Графиня, смахивающая на тощую ворону в оранжевом парике, несомненно, пользовалась огромным влиянием, однако вопрос был слишком серьезным, чтобы позволить ей безраздельно всем заправлять. В короткий срок было создано целых шесть комитетов, и каждый силился убедить губернатора, что его планы следует предпочесть всем прочим. Люди говорили, будто губернатор поставил у дома вооруженную охрану и на ночь запирал все двери после того, как представительница одного из комитетов проявила готовность пожертвовать невинностью, чтобы склонить его в пользу своего проекта.
- Это омерзительно! - бушевала Лена Маврокондас, вращая черными очами и причмокивая красными губами, словно завидовала, что самой не пришла в голову такая мысль. - Только представьте себе, мои дорогие, женщина в ее возрасте пытается вторгнуться в комнату губернатора - обнаженная!
- Действительно, странный способ добиваться, чтобы тебя выслушали, - согласился Ларри с простодушным видом.
- Да это просто смехотворно, - продолжала Лена, ловко начиняя свой алый рот оливками, точно ружье заряжала. - Я разговаривала с губернатором и не сомневаюсь, что он признает мой комитет официальным. А как досадно, что в порту нет кораблей британского флота, - мы могли бы выстроить почетный караул. До чего хороши моряки в своей форме, у них такой опрятный и грозный вид.
- Процент инфекционных болезней в королевском флоте… - начал Ларри, но его поспешно перебила мама.
- Пожалуйста, Лена, расскажите нам о ваших планах, - сказала она, строго глядя на Ларри, который налил себе уже восьмой стаканчик анисовки и был способен что-нибудь отмочить.
- У нас та-акие планы, мои дорогие, та-акие планы! Вся Платиа будет украшена синими и белыми полотнищами, вот только с этим дурнем Марко Паниотиссой вечные неприятности.

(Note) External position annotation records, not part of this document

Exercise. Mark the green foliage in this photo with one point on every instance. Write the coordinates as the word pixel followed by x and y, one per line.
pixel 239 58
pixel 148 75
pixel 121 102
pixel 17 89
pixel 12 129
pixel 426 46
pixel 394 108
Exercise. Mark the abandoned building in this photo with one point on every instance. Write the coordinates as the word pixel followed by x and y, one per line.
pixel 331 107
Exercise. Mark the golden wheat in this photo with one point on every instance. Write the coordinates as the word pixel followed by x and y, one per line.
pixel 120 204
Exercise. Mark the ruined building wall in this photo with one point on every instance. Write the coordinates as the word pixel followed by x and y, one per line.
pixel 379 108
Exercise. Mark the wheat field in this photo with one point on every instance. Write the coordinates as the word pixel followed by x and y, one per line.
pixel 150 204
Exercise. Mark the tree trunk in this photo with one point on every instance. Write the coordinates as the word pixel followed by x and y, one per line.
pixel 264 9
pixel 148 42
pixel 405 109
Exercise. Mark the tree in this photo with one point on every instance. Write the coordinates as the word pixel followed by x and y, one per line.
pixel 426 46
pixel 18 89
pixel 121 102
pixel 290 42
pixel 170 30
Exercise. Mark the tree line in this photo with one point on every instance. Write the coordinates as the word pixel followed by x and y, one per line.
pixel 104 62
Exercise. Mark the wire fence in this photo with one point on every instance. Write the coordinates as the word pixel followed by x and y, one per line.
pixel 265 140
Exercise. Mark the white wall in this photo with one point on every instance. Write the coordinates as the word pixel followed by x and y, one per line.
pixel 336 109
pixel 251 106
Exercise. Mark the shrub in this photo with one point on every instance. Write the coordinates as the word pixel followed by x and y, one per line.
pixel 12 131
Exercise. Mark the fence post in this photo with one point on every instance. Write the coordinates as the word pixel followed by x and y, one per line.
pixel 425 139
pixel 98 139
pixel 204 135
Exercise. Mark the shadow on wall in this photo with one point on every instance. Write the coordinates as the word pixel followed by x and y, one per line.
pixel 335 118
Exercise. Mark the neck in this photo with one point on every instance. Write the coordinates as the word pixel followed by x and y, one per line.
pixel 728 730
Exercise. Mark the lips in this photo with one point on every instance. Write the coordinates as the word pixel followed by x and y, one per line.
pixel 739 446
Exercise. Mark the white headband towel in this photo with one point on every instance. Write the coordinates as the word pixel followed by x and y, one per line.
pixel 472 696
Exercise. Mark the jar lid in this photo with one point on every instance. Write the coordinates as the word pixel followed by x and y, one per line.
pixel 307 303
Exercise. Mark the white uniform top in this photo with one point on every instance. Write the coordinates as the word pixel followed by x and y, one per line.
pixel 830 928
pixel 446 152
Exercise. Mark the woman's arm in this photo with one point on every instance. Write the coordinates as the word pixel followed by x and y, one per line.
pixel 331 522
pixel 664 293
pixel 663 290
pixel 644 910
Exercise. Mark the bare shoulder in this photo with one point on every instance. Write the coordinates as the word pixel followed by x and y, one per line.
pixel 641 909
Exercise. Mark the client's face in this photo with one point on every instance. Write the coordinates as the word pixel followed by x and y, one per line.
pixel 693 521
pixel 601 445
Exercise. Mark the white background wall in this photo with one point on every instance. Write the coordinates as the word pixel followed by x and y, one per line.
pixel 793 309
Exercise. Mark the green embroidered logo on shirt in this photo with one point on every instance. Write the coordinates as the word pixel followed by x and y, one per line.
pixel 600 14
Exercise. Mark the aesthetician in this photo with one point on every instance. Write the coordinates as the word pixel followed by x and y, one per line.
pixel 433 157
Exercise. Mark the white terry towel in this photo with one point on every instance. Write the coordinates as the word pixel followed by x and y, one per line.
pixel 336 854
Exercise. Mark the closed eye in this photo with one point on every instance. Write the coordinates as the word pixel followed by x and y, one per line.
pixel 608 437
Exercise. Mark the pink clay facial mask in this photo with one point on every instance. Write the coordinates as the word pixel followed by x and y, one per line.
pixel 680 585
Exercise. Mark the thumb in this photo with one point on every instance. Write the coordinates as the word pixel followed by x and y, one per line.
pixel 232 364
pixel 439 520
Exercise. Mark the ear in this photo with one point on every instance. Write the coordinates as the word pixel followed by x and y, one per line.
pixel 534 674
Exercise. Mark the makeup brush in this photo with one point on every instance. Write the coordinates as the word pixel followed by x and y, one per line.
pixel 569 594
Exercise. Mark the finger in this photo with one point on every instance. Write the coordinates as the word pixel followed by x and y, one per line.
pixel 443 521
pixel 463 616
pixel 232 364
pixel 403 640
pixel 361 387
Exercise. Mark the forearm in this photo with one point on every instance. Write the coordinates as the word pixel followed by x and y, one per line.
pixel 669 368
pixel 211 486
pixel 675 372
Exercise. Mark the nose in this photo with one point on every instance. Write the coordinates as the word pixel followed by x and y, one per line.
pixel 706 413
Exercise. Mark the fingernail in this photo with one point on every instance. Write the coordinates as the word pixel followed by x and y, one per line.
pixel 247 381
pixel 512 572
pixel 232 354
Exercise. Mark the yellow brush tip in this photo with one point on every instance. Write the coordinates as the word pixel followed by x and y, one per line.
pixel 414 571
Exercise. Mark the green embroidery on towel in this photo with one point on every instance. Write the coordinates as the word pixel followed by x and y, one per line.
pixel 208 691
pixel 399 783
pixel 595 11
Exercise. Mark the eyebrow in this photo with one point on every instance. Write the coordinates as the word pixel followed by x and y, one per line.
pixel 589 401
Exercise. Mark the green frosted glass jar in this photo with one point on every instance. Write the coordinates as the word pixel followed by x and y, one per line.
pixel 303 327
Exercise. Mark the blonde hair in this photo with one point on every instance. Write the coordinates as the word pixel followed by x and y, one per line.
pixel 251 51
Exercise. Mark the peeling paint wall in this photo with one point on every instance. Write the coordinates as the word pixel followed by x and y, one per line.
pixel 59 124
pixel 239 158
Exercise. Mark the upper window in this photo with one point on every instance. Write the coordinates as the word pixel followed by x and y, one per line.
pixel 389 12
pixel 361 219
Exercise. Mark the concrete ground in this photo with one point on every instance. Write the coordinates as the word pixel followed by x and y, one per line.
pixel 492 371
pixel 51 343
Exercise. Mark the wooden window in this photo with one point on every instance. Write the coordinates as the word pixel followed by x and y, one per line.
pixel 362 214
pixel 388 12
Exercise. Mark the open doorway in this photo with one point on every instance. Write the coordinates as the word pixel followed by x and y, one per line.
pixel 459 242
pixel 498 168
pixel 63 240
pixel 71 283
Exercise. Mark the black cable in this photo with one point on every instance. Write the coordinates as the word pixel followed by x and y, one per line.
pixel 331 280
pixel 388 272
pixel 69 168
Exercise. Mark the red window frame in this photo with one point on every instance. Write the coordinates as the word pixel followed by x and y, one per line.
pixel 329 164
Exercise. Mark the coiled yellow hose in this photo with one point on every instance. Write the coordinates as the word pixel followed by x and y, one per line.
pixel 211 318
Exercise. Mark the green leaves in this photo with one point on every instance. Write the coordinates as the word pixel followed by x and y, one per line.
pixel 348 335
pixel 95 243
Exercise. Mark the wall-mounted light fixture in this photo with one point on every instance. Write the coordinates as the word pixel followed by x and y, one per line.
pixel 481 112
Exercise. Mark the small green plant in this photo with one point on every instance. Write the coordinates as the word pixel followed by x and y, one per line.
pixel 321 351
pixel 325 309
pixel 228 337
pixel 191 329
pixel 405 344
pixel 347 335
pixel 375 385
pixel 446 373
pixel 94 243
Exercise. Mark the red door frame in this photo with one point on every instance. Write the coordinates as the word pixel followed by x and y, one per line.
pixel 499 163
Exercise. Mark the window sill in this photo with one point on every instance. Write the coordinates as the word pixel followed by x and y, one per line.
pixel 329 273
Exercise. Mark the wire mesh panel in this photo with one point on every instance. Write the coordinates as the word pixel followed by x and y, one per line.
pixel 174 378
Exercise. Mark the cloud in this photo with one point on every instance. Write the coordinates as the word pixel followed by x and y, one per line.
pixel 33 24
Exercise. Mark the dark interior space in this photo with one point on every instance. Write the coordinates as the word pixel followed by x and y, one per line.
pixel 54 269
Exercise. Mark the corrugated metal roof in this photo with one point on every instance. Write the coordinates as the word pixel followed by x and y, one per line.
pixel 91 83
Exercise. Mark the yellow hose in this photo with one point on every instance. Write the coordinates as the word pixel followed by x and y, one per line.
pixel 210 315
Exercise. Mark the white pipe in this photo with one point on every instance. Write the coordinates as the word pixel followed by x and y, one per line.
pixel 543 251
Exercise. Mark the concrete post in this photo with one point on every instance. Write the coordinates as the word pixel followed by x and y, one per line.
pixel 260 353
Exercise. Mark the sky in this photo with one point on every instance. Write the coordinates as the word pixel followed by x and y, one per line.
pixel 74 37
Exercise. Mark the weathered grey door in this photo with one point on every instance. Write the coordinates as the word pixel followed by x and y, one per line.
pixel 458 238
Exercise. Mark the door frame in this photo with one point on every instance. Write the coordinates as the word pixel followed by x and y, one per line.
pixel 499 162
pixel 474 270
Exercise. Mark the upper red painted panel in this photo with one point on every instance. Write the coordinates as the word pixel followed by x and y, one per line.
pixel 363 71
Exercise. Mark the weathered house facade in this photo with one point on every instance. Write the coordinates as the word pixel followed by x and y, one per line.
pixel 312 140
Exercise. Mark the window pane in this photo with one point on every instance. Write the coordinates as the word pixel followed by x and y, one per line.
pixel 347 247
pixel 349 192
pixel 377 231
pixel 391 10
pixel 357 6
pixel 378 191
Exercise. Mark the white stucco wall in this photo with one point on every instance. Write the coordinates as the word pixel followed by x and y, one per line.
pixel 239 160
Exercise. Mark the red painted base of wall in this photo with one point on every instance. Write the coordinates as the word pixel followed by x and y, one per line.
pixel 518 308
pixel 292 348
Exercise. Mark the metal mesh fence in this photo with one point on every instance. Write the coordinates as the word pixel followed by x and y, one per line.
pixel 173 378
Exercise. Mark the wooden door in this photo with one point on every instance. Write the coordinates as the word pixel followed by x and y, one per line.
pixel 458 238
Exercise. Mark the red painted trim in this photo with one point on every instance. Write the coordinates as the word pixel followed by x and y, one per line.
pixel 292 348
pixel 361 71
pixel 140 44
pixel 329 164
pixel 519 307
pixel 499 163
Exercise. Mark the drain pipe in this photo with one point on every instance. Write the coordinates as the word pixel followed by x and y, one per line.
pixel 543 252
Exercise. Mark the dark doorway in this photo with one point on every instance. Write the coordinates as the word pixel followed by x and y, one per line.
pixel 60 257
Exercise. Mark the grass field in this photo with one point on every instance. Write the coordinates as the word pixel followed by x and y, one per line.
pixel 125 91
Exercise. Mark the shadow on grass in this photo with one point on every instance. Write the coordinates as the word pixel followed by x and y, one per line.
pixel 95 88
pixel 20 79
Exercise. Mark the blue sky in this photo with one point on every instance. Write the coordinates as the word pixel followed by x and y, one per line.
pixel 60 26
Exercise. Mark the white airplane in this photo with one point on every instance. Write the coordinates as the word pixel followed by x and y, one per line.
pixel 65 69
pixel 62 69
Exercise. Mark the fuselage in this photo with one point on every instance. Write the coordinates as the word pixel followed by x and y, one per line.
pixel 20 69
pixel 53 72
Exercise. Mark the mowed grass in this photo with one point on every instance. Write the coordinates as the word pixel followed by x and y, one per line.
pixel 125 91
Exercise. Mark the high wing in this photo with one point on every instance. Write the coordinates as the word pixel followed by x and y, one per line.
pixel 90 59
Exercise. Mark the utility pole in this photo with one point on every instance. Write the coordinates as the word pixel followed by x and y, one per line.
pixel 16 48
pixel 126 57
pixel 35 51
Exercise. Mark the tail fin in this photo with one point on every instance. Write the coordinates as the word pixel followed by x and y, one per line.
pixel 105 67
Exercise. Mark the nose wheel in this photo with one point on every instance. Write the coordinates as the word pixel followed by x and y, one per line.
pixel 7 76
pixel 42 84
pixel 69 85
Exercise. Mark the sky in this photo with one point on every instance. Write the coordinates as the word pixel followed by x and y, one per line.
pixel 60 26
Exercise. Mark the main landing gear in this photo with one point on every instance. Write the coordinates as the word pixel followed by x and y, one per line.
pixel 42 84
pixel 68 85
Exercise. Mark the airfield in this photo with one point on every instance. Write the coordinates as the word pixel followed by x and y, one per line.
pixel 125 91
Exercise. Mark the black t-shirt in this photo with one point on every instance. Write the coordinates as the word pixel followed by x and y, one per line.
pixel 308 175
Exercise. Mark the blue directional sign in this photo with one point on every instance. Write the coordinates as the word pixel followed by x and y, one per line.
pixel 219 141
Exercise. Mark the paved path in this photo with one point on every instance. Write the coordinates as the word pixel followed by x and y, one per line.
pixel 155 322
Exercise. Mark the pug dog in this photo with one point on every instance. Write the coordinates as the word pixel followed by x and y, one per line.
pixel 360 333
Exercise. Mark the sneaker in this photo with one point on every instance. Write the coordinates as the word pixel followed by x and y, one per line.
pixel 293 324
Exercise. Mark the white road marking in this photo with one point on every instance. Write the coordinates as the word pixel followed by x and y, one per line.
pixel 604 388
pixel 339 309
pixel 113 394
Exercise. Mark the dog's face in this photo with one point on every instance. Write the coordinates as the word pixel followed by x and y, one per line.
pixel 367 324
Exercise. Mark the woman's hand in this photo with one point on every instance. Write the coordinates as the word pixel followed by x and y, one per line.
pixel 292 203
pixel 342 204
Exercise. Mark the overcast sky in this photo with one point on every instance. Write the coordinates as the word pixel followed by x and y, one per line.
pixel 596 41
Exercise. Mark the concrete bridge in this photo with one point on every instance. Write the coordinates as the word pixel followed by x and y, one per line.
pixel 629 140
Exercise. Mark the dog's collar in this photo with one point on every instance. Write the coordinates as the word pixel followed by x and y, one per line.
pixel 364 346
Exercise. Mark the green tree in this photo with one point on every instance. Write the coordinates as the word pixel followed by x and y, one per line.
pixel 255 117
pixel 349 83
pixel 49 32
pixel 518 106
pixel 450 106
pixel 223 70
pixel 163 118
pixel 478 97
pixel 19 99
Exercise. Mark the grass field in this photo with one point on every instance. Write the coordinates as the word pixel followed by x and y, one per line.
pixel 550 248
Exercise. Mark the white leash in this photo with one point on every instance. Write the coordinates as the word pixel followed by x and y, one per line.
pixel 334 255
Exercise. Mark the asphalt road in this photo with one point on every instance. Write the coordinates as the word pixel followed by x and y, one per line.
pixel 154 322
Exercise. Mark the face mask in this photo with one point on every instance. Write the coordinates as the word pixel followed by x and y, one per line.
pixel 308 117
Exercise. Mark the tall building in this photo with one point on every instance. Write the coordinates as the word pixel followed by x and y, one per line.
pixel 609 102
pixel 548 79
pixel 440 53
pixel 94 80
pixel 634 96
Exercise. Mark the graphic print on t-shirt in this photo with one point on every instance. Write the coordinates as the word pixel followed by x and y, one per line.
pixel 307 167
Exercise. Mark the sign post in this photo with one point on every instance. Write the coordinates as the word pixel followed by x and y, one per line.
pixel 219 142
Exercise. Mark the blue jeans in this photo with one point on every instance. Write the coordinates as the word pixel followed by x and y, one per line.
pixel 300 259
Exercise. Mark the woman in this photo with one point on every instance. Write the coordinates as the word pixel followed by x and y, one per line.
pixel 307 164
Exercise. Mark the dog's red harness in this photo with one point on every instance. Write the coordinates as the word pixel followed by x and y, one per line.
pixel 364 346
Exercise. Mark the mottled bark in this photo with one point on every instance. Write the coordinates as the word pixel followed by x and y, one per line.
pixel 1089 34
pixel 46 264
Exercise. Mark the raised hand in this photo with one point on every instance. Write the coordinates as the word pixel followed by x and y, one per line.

Лена в отчаянии закатила глаза.
Зная Марко как вдохновенного безумца, мы подивились, как он вообще оказался в составе комитета.
- И что же задумал Марко? - спросил Ларри.
- Ослики! - прошипела Лена так, точно это было неприличное слово.
- Ослики? - повторил Ларри. - Ему понадобились ослики? Решил устроить сельскохозяйственную выставку?
- Что я ему и толкую, - сказала Лена. - А он свое твердит. Говорит, что получится символично, вроде прибытия Христа в Иерусалим верхом на осле, и чтобы ослики были сине-белые.
- Сине-белые? То есть покрашенные? - спросила мама. - Это еще зачем?
- Чтобы было в тон греческому флагу, - ответила Лена, поднимаясь с суровым видом, плечи расправлены, руки сжаты в кулак. - Но тут я ему сказала - Марко, говорю, осликов ты приведешь только через мой труп.
И Лена Маврокондас, истинная дочь Греции, решительно зашагала дальше по площади.
Следующим у нашего столика задержался полковник Велвит, высокий благообразный старик с байроновским профилем и угловатой фигурой; судорожные телодвижения придавали ему сходство с качающейся на ветру марионеткой. Седые вьющиеся волосы и сверкающие темные глаза плохо вязались с бойскаутской формой, но он носил ее с большим достоинством. Уйдя в отставку, полковник всецело посвятил себя местному движению бойскаутов, и хотя злые языки утверждали, будто его увлечение бойскаутами не совсем альтруистично, он прилежно трудился и ни разу не был уличен ни в чем предосудительном.